第四十六話「響史に秘められし能力」・4
「どうぞ」
「あ、どうも……」
お礼を言いつつ誰が注いでくれたのだろうと顔を伺うと同時、俺は愕然として言葉を失った。なぜならその人物は俺がよく知る人物だったからだ。
「ゆ、ゆう姉?」
「あれ、もしかして……響史くん?」
メイドの格好をしているゆう姉に一瞬人違いかとも思ったが、相手も俺の名前を知っていることから確信を得る。しかし、どうしてこんな所にゆう姉が?
「どうして、ここに?」
俺が率直な疑問をぶつけると、ゆう姉はさも当たり前のような顔で説明した。
「そりゃそうだよ。だって私は、生徒会の一人なんだから!」
「せ、生徒会!?」
その単語に俺は我が耳を疑った。あのゆう姉が、お気楽でいつも能天気なゆう姉が生徒会などに所属しているとはとても思えなかったのだ。確かに失礼だということは分かっている。
「で、でも……生徒会がどうしてここに?」
「え? そんなの当たり前だよ。だってここは、生徒会室なんだから!」
ようやく分かったこの部屋の正体。そう、ここがこの光影学園の生徒会室だったのだ。な、なんてこった! いつの間にか俺は星空先輩に手を引かれて生徒会室にまでやってきていたのか!
「せ、先輩! ど、どうしてここに?」
「体育祭実行委員会も一応生徒会の一部よ。なら、ここで作戦会議を行っても何ら問題はないでしょう? スパイだって、あなたが内情を調べたのだからスパイがいたら知らせてくれればいいし……」
「そりゃ、そうですけど……。生徒会長から許可は降りてるんですか?」
「え? 許可も何も、本人がここにいるのだからOKでしょ?」
その言葉に俺は首を傾げた。本人? どういうことだ?
「すみません、本人って……え? 生徒会長がここにいるんですか? 一体どこに?」
「さっきからいるじゃない! ほら、そこの机に向かって作業を行っているのが、生徒会長よ!」
「えええ!? こ、この人が生徒会長!?」
思わず俺は失礼極まりない発言をしてしまった。

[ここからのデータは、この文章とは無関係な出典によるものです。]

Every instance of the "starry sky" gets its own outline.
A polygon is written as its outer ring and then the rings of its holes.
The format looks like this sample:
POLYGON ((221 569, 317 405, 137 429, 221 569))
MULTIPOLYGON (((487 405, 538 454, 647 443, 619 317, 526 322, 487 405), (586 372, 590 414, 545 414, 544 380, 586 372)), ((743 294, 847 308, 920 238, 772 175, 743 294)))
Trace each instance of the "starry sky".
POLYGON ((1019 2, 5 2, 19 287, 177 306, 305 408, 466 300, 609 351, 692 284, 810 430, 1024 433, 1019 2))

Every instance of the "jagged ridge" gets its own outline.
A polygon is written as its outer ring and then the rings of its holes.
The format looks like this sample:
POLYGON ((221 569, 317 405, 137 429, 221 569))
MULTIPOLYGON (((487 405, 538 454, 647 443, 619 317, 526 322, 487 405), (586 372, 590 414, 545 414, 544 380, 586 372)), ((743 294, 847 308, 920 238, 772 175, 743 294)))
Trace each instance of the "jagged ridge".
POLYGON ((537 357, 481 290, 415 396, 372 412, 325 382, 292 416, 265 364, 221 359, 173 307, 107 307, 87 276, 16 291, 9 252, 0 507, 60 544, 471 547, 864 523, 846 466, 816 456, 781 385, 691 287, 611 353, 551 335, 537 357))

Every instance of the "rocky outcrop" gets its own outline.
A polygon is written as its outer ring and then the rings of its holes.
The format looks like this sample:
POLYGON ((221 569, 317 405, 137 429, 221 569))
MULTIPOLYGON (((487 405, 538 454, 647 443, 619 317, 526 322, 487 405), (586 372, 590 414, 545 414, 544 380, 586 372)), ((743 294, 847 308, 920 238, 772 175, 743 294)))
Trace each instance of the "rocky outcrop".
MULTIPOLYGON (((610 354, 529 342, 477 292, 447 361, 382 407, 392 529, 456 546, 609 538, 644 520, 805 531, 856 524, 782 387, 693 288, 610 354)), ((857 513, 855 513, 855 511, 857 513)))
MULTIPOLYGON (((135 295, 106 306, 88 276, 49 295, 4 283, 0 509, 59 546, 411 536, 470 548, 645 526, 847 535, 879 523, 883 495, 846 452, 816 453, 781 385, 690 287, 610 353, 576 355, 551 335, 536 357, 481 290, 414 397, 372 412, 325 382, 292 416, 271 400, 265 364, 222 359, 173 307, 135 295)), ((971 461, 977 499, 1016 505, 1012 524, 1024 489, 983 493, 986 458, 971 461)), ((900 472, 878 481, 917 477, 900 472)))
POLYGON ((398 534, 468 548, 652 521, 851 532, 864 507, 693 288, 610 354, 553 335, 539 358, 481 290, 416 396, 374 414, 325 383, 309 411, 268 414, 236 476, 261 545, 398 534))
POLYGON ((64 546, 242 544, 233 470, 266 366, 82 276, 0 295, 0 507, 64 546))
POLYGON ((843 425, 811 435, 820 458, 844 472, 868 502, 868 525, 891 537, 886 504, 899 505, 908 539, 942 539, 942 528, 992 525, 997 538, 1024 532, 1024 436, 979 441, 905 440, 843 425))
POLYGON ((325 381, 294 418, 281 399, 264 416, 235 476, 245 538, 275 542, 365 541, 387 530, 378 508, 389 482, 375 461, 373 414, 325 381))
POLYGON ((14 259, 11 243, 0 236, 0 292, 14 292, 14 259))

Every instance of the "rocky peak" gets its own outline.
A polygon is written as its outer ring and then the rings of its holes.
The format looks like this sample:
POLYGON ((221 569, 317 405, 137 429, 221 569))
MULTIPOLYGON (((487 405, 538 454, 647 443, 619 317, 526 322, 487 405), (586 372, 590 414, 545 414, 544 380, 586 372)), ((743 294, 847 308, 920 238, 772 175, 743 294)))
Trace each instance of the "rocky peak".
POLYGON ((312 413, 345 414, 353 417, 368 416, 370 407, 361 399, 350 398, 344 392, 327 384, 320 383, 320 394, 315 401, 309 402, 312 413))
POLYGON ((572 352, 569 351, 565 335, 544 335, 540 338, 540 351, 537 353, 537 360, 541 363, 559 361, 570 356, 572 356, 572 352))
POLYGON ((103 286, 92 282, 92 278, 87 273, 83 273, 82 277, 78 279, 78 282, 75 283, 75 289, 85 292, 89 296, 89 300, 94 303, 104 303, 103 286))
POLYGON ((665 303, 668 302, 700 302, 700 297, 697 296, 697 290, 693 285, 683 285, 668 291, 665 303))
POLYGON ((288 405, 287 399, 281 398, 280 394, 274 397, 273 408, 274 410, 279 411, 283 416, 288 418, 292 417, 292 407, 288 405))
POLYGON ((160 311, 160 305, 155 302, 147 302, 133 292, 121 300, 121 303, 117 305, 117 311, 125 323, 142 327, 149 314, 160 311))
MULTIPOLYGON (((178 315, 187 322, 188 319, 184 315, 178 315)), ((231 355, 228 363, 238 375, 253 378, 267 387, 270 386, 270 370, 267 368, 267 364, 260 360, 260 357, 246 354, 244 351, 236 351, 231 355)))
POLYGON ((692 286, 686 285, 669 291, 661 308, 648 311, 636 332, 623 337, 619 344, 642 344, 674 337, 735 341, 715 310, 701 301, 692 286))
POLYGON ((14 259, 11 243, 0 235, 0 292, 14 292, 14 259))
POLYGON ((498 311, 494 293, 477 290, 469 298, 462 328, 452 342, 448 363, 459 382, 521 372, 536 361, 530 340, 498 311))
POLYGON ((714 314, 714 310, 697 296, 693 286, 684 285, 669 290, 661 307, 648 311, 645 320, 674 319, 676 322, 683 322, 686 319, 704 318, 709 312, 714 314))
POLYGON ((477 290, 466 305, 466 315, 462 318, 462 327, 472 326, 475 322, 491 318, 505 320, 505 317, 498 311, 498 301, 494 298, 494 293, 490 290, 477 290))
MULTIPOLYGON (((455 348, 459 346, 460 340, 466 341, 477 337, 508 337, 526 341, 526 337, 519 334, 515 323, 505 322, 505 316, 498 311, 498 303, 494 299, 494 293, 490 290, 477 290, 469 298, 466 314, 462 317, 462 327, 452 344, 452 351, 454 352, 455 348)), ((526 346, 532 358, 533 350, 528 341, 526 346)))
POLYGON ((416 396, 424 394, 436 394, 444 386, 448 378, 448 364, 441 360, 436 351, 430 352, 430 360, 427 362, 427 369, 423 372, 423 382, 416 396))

その言葉に先程までカキカキと何やら書類に文字を書き連ねていた生徒会長様がその手の動きを止める。
「……私が生徒会長では、不服ですの?」
「いえいえ、決してそのようなことは! ただその……俺、生徒会長が誰だか知らなくって」
「ち、ちょっと神童くん! それ、本気で言っているの?」
あまりにも意外な発言に星空先輩が目を丸くして俺に訊いた。だが、俺は冗談なんかで言っているわけではない。本当に生徒会長の顔を見たことがないのだ。そういえば、先刻ぽっくんとか呼ばれてる男子生徒が撮ってきた写真が生徒会長の物だって言ってたな。その時に確認しとけばよかった。
「す、すみません……どうも最近物忘れが激しくて」
「あらあら、それは大変ですわね。その年でもう老化現象でして?」
「あはは……。実は小学生の頃に少し頭をやっちゃって……その後遺症で人物とかその家の場所を忘れることがあるんです。だからそれで……」
「そうでしたの……気に障ったんじゃありません?」
「いえ、そんなことは」
「響史くんそれってもしかして――」
「ゆう姉! その話はやめてくれ」
「あ、ご、ごめん……」
ゆう姉が話そうとしたのは、俺の身に何があったのかを知っているからだ。だが、それをここで話しても星空先輩と生徒会長に迷惑をかけるだけだ。それに、過ぎたことを悔いても仕方ない。それに後悔はしてないんだ。
「それで、集まった理由は?」
「ええ、まずは敵の内情についておおまかに知らせてくれないかしら?」
星空先輩の真面目な表情に、俺もつられてコクリと真剣な面持ちで説明を始めた。
「敵の居所は俺もよくは分かりません。どうやら場所を点々と移動しているようで。幹部は全部で十人です。あと、名前までは分からないんですけど生徒会のスパイというのはぽっくんと呼ばれてる人です」
「ぽっくん?」
聞いたことがないという顔をする生徒会長と星空先輩。お互い首を傾げている。まぁ、それも無理ないだろう。
「あと、幹部にはそれぞれ二つ名が付けられてるようで、それぞれ様々なフェチを持っているらしいです。それと……これが有益な情報になるかは分かりませんが、どうやら変態軍団は一期生の時代からあるみたいです」
「一期生の時から!?」
それを聞いて星空先輩はもちろん生徒会長も目を丸くしていた。
「一期生……そういえば、その一期生のある人物が変態軍団の初代ボスに君臨したというお話を聞いたことがありますわ」
「恐らくそれです」
生徒会長の言葉に俺が頷く。
「なるほど……変態軍団は、何か今後の作戦を立てていませんでしたか?」
「はい、全ては全校生徒の最終種目決定次第だと」
「そう……。なら、その言葉に応えてあげましょう」
「え?」
俺がきょとんとしていると、扉が開かれ北斗七星の二人ともう一人見知らぬ女子生徒が入ってきた。頭部に貝殻の髪留めをつけている。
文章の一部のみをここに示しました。